As some of my friends know, I’ve been working on creating a photography studio in the past few months. Things are slowly coming together and I have begun snapping a few “practice” studio portraits, one of which I’ve attached to this blog. I’m really excited about opening up a portrait studio because it is giving me and Austin Americana Photography a new outlet for photographic creativity in a whole new environment. A studio allows a photographer to slow the action down a little bit and create a special style and a mood in a quiet space that the normal action and excitement of a wedding or other event sometimes miss.

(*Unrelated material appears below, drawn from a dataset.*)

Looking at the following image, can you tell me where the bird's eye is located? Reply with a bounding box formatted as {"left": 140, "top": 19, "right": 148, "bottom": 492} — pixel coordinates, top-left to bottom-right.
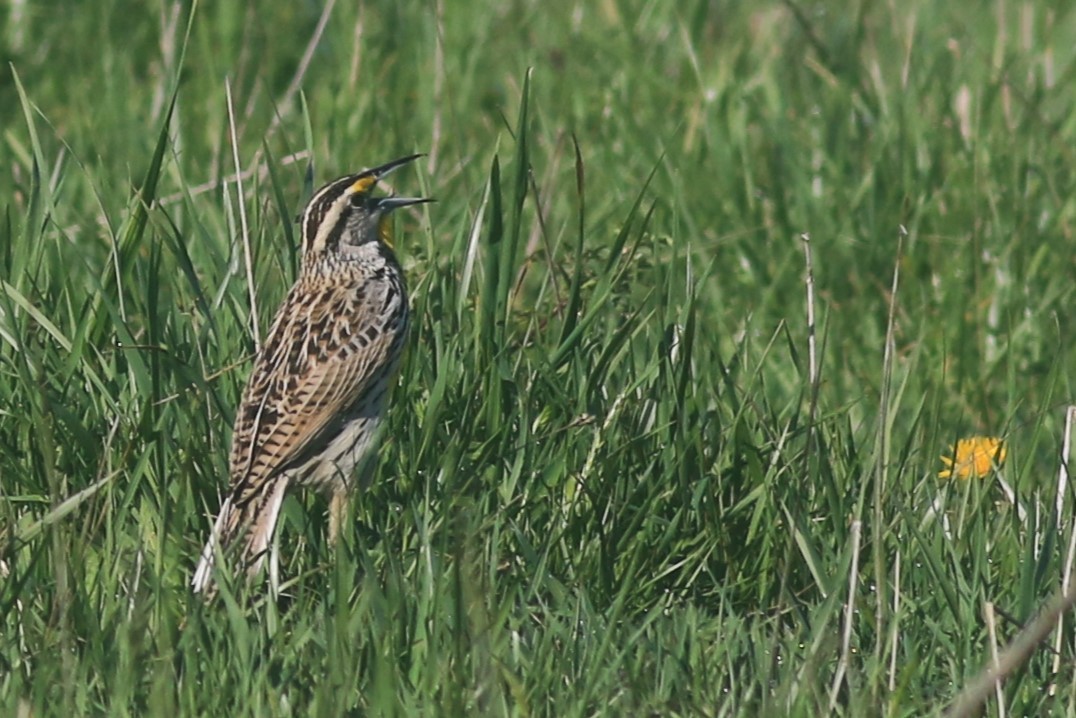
{"left": 349, "top": 193, "right": 367, "bottom": 208}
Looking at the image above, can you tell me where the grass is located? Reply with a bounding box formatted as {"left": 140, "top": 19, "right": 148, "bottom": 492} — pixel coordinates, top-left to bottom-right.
{"left": 1, "top": 0, "right": 1075, "bottom": 714}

This weekend as I began making all the necessary preparations for lighting and equipment in the new home portrait studio that has been assembled, my wonderful wife agreed to be my “on-the-spot” model. She quickly sat in for me as I tried out a couple of lighting techniques and perfected the lighting intensity in front of the black muslin cloth prior to the arrival of my maternity client. I really like this particular photo because not only do I love black and white, but I also love the minimalistic lighting technique that is created by using only one or two small lights. It creates a special mood that is quiet and deep, capturing what is ethereal and emotional about the photographic subject. It lends simplicity to the subject and yet brings out a raw, calming quality that words don’t really do justice.
I’m not sure if my lovely wife approves of the photo, but I’m posting it because I love the image. One other note: my wife did not prepare for the shoot in any way, with makeup or getting ready. She is simply as she would be on any given Sunday afternoon around our home. The photo is a snapshot in time of the real her. It’s genuine and it’s honest.
I frequently get requests by my photography clients to “Photoshop” – in or out something related to a photograph. This could be a bad tan, skin blemishes, teethe whitening or any number of other issues that can make people self conscious about their photograph. There are definitely some amazing things that you can do with Adobe’s famous Photoshop software, but my studio doesn’t use it. We use Adobe Lightroom – a powerful photo editor and manager for photographers who take lots of photos, especially for wedding photographers like myself. Although Lightroom doesn’t have the breadth of options provided in Photoshop, it still allows photographers to make amazing edits to photographs. Recently I photographed individuals for portrait sessions where the photograph would be featured in highly circulated publications (read: magazine). That means that my clients not only wanted to look their best, but they wanted to look even better – and that’s where the magic of photo editing comes in.
Originally, when I visualized writing this blog I wanted to talk about the specifics of what I did during the editing process and show the before and after photos of my clients. But there is such a marked, visual improvement when comparing the original photo and the processed photo that I decided against showing the original, mostly to avoid being flogged by my clients – which is a good thing! 🙂 Why? Well, first of all I don’t enjoy getting flogged and not getting flogged is always a good thing. Second, I’ve noticed that such impressive improvements in a persons portrait always brings about smiles and a sense of well being in the client. Everyone wants to look and feel 10 years younger, so when I can provide a little help in that department I’m always glad to do so.
Like I said, these are the “after” photos, subsequent to the editing process. I was very pleased with the outcome and I hope that my clients were too.